Man muss also zumindest am vereinbarten Tag unter der angegebenen Adresse erreichbar sein? Nicht ganz, ein Briefkasten mit Namensschild würde reichen, denn weiter unten heißt es:
»Falls Sie zuhause nicht angetroffen werden, erhalten Sie eine Benachrichtigungskarte. Sie können den Bestätigungscode dann gegen Vorlage dieser Karte und Ihres Personalausweises/Reisepasses bei Ihrer Postfiliale abholen.«
Ein Abgleich mit einem ordnungsgemäßen Eintrag beim Einwohnermeldeamt findet nicht statt.
Auch bei einem Umzug verschwindet das Vertrauen erweckende Zeichen nur, wenn das Mitglied selbst die Adresse in den hinterlegten Kontaktdaten ändert. Wird das „vergessen“, dann bleibt es auch zwei Jahre nach dem Umzug noch sichtbar, wie im Fall des Verkäufers ludwigs-markt, bei dem 700 geprellte Käufer nun versuchen, mit polizeilicher Hilfe den derzeitigen Aufenthaltsort festzustellen, um ihre Ansprüche durchzusetzen.
Gerade lange bestehende „geprüfte“ Mitgliedskonten, die ein gutes Bewertungsprofil aufweisen können, sind bares Geld wert: sie finden mehr Bieter und erzielen höhere Preise.
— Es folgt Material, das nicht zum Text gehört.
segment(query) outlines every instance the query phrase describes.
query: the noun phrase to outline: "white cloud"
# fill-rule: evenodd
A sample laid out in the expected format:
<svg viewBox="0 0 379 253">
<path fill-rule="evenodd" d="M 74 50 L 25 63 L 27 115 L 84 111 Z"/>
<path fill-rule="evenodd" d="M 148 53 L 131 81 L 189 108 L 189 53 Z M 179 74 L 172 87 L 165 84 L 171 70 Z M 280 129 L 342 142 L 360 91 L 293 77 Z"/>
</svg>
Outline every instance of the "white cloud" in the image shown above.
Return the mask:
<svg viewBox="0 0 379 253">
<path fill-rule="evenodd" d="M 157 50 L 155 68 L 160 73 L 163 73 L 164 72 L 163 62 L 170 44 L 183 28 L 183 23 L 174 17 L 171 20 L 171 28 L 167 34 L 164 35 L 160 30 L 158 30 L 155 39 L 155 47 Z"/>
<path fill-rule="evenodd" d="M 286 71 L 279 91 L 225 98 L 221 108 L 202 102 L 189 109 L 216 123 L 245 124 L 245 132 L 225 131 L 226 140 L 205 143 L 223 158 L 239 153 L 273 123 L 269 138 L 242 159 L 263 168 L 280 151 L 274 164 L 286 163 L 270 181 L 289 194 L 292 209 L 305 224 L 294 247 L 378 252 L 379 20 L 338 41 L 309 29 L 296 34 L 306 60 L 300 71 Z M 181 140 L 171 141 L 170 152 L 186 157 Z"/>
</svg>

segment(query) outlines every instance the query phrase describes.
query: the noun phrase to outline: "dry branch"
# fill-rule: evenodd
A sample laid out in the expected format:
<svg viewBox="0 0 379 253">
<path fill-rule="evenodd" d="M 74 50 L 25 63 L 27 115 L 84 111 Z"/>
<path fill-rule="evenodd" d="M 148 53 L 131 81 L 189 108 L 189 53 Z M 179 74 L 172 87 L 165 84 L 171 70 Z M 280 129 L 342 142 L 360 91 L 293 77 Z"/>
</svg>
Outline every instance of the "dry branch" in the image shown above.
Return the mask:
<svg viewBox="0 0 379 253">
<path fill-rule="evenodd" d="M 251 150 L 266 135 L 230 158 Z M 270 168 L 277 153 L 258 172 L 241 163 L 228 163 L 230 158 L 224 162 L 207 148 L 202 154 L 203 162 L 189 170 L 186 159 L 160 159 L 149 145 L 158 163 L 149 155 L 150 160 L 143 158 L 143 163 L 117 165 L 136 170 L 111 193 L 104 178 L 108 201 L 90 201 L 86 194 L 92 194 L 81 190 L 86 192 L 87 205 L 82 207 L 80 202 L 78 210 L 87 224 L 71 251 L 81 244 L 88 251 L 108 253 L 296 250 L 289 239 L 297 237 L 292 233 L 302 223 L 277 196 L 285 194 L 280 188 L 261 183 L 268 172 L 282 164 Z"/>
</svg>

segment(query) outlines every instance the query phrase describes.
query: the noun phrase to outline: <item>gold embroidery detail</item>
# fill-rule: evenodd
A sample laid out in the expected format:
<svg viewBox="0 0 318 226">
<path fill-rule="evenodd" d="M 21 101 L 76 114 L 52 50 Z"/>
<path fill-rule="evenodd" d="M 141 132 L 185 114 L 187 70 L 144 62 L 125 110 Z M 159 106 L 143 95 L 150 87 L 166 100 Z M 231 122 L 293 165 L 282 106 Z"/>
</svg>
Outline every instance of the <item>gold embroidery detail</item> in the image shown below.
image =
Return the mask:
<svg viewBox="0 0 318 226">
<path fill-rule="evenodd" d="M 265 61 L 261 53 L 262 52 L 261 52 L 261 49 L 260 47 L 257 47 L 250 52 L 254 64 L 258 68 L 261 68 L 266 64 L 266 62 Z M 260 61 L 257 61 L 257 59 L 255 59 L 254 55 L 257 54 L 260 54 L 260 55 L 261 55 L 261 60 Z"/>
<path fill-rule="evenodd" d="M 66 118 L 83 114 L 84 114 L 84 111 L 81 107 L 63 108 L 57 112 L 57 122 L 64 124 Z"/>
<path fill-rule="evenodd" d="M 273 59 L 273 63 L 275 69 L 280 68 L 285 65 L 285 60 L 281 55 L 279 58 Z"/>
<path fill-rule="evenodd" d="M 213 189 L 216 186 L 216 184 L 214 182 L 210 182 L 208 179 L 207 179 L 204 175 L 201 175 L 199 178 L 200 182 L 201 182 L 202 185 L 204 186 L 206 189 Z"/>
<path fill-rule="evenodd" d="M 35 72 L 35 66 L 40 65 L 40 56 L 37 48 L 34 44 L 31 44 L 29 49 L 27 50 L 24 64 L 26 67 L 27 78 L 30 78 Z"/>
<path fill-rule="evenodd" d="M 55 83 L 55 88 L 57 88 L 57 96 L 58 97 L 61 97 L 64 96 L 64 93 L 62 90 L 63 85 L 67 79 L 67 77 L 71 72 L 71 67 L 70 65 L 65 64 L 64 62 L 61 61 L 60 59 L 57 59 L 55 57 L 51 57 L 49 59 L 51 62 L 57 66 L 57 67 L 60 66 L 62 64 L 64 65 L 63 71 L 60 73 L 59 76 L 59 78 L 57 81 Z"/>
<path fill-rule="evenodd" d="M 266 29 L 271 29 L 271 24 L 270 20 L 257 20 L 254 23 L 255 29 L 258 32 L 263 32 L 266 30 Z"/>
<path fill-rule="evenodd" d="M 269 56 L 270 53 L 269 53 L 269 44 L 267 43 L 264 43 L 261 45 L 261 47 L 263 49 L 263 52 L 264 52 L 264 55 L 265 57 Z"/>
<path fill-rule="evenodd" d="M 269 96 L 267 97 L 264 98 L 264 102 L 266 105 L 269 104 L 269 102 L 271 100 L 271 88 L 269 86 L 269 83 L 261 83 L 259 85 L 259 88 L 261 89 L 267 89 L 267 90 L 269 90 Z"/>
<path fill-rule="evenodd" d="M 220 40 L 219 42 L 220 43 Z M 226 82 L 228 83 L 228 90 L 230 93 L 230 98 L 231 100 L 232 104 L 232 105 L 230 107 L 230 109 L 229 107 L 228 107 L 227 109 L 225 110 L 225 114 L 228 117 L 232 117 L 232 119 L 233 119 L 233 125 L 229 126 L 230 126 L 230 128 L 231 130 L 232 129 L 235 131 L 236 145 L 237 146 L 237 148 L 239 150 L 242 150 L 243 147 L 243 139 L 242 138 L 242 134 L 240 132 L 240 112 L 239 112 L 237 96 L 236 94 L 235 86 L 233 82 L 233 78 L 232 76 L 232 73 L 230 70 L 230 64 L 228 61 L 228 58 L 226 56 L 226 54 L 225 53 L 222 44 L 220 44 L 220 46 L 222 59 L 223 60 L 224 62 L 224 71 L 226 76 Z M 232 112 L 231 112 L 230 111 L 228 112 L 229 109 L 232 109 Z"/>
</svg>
Das weckt Begehrlichkeiten, ganze Serien von vermieteten Mitgliedskonten sind im eBay-Forum Sicherheit bekannt geworden, und „laritobi“ ist beileibe kein Einzelfall:
• Im Familienkreis werden Mitgliedskonten aus Gefälligkeit überlassen
• Mitarbeiter fühlen sich genötigt, der Firma ihr Mitgliedskonto zur Verfügung zu stellen
• Gute Freunde helfen einander bei einem Ausschluss vom eBay-Handel
• Jobsuchende lassen sich als Verkaufsagenten für dubiose Firmen anwerben
• Über das Internet werden in Chats Bekanntschaften geschlossen und Passwörter weitergegeben
Das Risiko wird den „Spendern“ oft erst bewusst, wenn die Kriminalpolizei vor der Tür steht.
In der eBay-Hilfe wird erklärt, wie förderlich das begehrte Zeichen auch für ganz neue Mitglieder ist, die einen kometenhaften Aufstieg planen:
»Ihre Vorteile als "Geprüftes Mitglied":
• Sie können Festpreisartikel (Sofort-Kaufen) anbieten
• Sie können mehrere Festpreisartikel auf einmal anbieten
• Sie können Multiauktionen starten
«
Aber auch für ehrliche Mitglieder wird ein unschätzbarer Vorzug auf der eBay-Hilfeseite „Schutz von unbefugten Anmeldungen“ angepriesen:
»Als Geprüftes Mitglied können Sie sich davor schützen, dass unbefugte Dritte sich mit Ihren Daten bei eBay neu anmelden.
Bitte beachten Sie, dass der Schutz der Anmeldedaten zurzeit nur Geprüften Mitgliedern zur Verfügung steht.
«
Der Zusatz macht klar: Wenn etwa ein Nachbar, Vereinskamerad, Bundestagsabgeordneter, Sportler oder gar Verstorbener nicht als „geprüftes Mitglied“ registriert ist, kann jedermann mit dessen Daten beim weltweiten Online-Marktplatz eBay ein Mitgliedskonto anmelden.